What is your vocation, your sense of callings as a human being at this point in your life, both in and beyond job and title?
Practice internalizing a more spacious, generous sense of what animates you and why you are here (e.g. as a human being, partner, child, neighbor, friend, citizen, maker, yogi, volunteer, as well as a professional). Honor the creative value of “how” you are present as much as in “what” you are doing in the everyday at work and in the world. #yourtruecalling
Today I’m in Oakland sitting across the room from my daughter who is working from home. She works to music, energetic music. While I usually write in quiet, I like working to a beat. Before beginning, we walked the few blocks for coffee. I drink mocha here, at home I’m a tea drinker. Across the bay in San Francisco, my son works in the financial district. According to Google maps their offices are .8 miles apart. Their homes are 25 miles apart, Oakland to San Anselmo. And my home base in Virginia, 2,937 miles away.
This morning there is a cool breeze and morning sun is reflecting on the building opposite from where I am sitting. Not unlike Paris, I find the light intoxicating, even with fog. I lived in California in the late 70’s and have been attempting to return since then. When my son first moved to San Francisco, he was the age I left. My daughter relocated here from Chicago to be near her brother and his family. It was our plan for me and my husband to join them in time. We keep waiting for the fog to lift, a path made visible.

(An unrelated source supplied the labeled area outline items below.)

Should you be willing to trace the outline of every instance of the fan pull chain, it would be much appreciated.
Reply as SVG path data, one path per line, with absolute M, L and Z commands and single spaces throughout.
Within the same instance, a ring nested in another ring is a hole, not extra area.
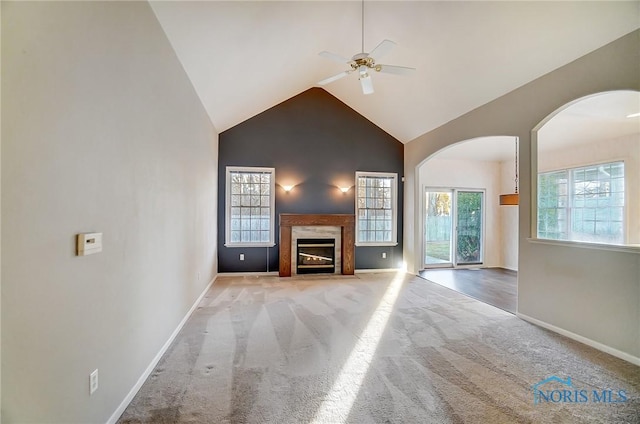
M 518 137 L 516 137 L 516 194 L 518 194 Z
M 362 0 L 362 53 L 364 53 L 364 0 Z

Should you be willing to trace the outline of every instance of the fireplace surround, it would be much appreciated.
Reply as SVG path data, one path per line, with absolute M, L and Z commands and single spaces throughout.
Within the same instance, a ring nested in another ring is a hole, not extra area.
M 333 274 L 336 270 L 335 239 L 298 239 L 297 274 Z
M 291 277 L 292 227 L 330 226 L 340 229 L 340 273 L 353 275 L 355 272 L 355 216 L 348 214 L 280 214 L 280 266 L 281 277 Z M 337 238 L 337 237 L 336 237 Z M 337 250 L 337 246 L 336 246 Z

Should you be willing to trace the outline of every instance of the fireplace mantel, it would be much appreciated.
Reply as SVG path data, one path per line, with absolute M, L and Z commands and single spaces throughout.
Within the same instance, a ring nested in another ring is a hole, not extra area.
M 353 275 L 355 270 L 355 216 L 348 214 L 280 214 L 280 277 L 291 277 L 291 227 L 340 227 L 342 246 L 342 274 Z

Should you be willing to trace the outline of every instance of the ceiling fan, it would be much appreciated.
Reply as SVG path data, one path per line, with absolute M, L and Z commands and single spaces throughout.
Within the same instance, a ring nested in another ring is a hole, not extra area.
M 354 71 L 357 71 L 359 75 L 358 79 L 360 80 L 360 85 L 362 86 L 362 92 L 364 94 L 371 94 L 373 93 L 373 81 L 371 80 L 371 75 L 369 74 L 370 71 L 373 70 L 376 72 L 395 75 L 407 75 L 415 71 L 415 68 L 408 68 L 406 66 L 383 65 L 376 63 L 376 59 L 380 59 L 381 57 L 389 53 L 395 45 L 396 43 L 391 40 L 383 40 L 376 46 L 375 49 L 371 51 L 371 53 L 365 53 L 364 0 L 362 0 L 362 53 L 356 53 L 351 57 L 351 59 L 347 59 L 338 54 L 328 51 L 320 52 L 320 56 L 343 64 L 346 63 L 351 67 L 351 69 L 347 69 L 346 71 L 340 72 L 339 74 L 333 75 L 329 78 L 325 78 L 322 81 L 319 81 L 318 85 L 329 84 L 333 81 L 339 80 L 340 78 L 346 77 Z

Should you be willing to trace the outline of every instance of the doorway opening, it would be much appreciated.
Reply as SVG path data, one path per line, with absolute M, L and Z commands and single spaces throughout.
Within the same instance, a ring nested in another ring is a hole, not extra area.
M 424 267 L 483 264 L 482 190 L 425 188 Z
M 513 191 L 513 136 L 466 140 L 418 168 L 420 276 L 515 313 L 518 206 L 501 206 Z

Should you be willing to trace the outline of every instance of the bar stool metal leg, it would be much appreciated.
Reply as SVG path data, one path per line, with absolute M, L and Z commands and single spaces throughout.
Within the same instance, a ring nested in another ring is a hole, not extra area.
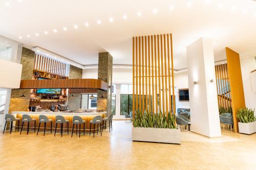
M 80 134 L 81 133 L 81 124 L 79 124 L 79 138 L 80 138 Z
M 94 137 L 94 130 L 95 130 L 95 124 L 93 124 L 93 137 Z
M 86 123 L 83 123 L 83 135 L 85 135 L 85 132 L 86 132 Z
M 101 134 L 101 123 L 100 124 L 100 136 L 102 136 L 102 134 Z
M 45 122 L 45 128 L 44 128 L 44 136 L 45 136 L 45 134 L 46 133 L 46 122 Z
M 39 123 L 39 125 L 38 125 L 38 129 L 37 129 L 37 134 L 36 134 L 36 136 L 38 135 L 38 132 L 39 132 L 39 129 L 40 129 L 40 125 L 41 124 L 41 123 Z
M 91 136 L 91 128 L 92 127 L 92 124 L 90 123 L 90 134 L 89 136 Z
M 5 128 L 4 128 L 4 132 L 3 132 L 3 134 L 5 133 L 5 127 L 6 127 L 6 124 L 7 124 L 7 121 L 5 122 Z
M 29 122 L 28 122 L 28 129 L 27 129 L 27 135 L 29 134 Z
M 55 132 L 54 132 L 54 136 L 55 136 L 55 134 L 56 134 L 56 129 L 57 129 L 57 124 L 58 124 L 57 123 L 56 123 L 56 126 L 55 126 Z
M 20 135 L 22 134 L 22 128 L 23 128 L 23 125 L 24 124 L 24 122 L 22 122 L 22 130 L 20 130 L 20 133 L 19 134 Z
M 73 137 L 73 132 L 74 131 L 74 127 L 75 126 L 75 124 L 73 124 L 73 128 L 72 128 L 72 133 L 71 133 L 71 137 Z

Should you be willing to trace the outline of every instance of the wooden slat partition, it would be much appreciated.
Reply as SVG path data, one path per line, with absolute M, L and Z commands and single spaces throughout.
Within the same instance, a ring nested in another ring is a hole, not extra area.
M 174 95 L 172 106 L 172 93 L 175 92 L 173 76 L 170 80 L 174 75 L 172 46 L 170 34 L 133 37 L 134 116 L 137 109 L 144 112 L 146 108 L 153 114 L 175 113 Z
M 96 88 L 107 90 L 106 83 L 98 79 L 22 80 L 20 89 L 35 88 Z
M 237 110 L 241 108 L 245 107 L 240 59 L 239 54 L 228 47 L 226 47 L 226 55 L 230 85 L 234 130 L 234 132 L 238 132 L 238 119 L 236 116 Z
M 58 75 L 66 76 L 66 64 L 50 59 L 38 54 L 35 54 L 34 69 L 53 73 Z
M 231 106 L 230 90 L 227 64 L 215 66 L 219 107 L 227 108 Z

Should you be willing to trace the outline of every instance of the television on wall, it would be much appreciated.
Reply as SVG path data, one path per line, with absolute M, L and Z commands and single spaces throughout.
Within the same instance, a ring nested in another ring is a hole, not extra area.
M 179 101 L 185 102 L 189 101 L 188 89 L 179 89 Z
M 38 88 L 36 89 L 36 93 L 39 94 L 60 94 L 61 92 L 60 88 Z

Writing and reading have always been my devotion, spiritual practice. Poetry, my passion and true calling, advocation. I supported my family as a marriage and family therapist for 38 years. (Also, I just completed certification in iRest® Yoga Nidra Meditation, as part of my relocation and retirement plan). Almost 20 years ago, I had the amazing fortune to be accepted for an MFA at the Bennington Writing Seminars of Bennington College. This experience changed my life. Writing and reading, now affirmed, became more central. My association with Bennington as staff, has and continues to define my literary life and community.
And in May of 2017 at the age of 67, my first full length volume of poems, Hunger for Salt, will be published by Saint Julian Press. I am deeply honored that these poems found this particular home. I look forward to readings across the country and seeing if the book or writing manifests a move or at least more frequent visits.
Hence, Quest 2017. I’m sending out the call.